The result is a set of log probabilities, negative numbers that are easier to compare and sum across many steps. Because the logarithm of a number between 0 and 1 is negative, a confident prediction such as 0.93 becomes a value close to zero (around -0.07), while an uncertain one such as 0.05 becomes a much smaller number (around -3.0). In log space, a less negative value means greater confidence.

In other words, log probabilities do not change what the model believes. They simply make belief computable.

Why High Dimensions Matter

It is easy to imagine this in two dimensions, but real models operate in thousands of dimensions. Why so many? Because meaning is not simple.

In two dimensions, you can represent a few relationships, such as animals versus vehicles. In ten thousand dimensions, you can represent subtler unions: gender, tone, syntax, domain, even emotional valence.

High-dimensional space lets models encode complexity linearly, turning abstract semantics into measurable geometry. That is why they can generalize across tasks, languages, and even programming paradigms.

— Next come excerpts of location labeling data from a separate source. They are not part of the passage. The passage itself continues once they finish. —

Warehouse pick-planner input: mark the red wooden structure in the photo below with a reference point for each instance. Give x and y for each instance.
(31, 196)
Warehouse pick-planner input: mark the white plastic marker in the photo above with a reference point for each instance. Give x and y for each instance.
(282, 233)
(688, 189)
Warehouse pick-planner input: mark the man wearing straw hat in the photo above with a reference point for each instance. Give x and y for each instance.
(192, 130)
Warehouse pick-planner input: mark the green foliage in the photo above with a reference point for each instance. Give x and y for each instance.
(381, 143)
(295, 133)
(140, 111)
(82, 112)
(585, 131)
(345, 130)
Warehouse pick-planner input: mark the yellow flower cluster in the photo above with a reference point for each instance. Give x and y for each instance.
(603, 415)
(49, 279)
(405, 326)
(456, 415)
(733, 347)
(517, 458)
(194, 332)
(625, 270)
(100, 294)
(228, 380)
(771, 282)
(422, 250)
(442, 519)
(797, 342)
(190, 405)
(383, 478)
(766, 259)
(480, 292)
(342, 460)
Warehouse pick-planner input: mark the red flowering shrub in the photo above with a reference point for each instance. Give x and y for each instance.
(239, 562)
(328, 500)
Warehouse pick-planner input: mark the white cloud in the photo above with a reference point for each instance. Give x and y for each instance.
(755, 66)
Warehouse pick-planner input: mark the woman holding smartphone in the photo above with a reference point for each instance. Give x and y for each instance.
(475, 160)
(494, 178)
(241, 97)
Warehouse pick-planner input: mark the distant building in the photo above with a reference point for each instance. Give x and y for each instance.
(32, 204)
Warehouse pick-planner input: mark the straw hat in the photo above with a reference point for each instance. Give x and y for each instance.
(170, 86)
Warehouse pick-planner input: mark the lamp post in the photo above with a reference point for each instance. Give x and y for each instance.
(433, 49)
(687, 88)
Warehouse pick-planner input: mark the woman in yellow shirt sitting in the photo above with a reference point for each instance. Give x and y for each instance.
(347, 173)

The Shape of Understanding

When you ask an LLM to complete your sentence, it is not retrieving an answer; it is following a path through vector space.

Each token pulls the next one toward its neighborhood. Each neighborhood has local rules learned from millions of examples. Together, they form a topology of understanding, a map that balances memory and probability.

In that sense, an LLM does not think; it navigates. It is a statistical traveler in a landscape shaped by human language.

Closing Thoughts

Understanding embeddings turns the mystery of AI into something tangible. When you realize that “meaning” is just geometry, you start to see why models feel both powerful and fragile. They are not reasoning in symbols or words; they are surfing through probability.

MATLAB and Python give us two lenses to explore that space: Python for the implementation, MATLAB for the math. Between the two, you can watch meaning become math in real time.

And once you have seen that happen, the phrase “AI understands” feels less magical and far more human.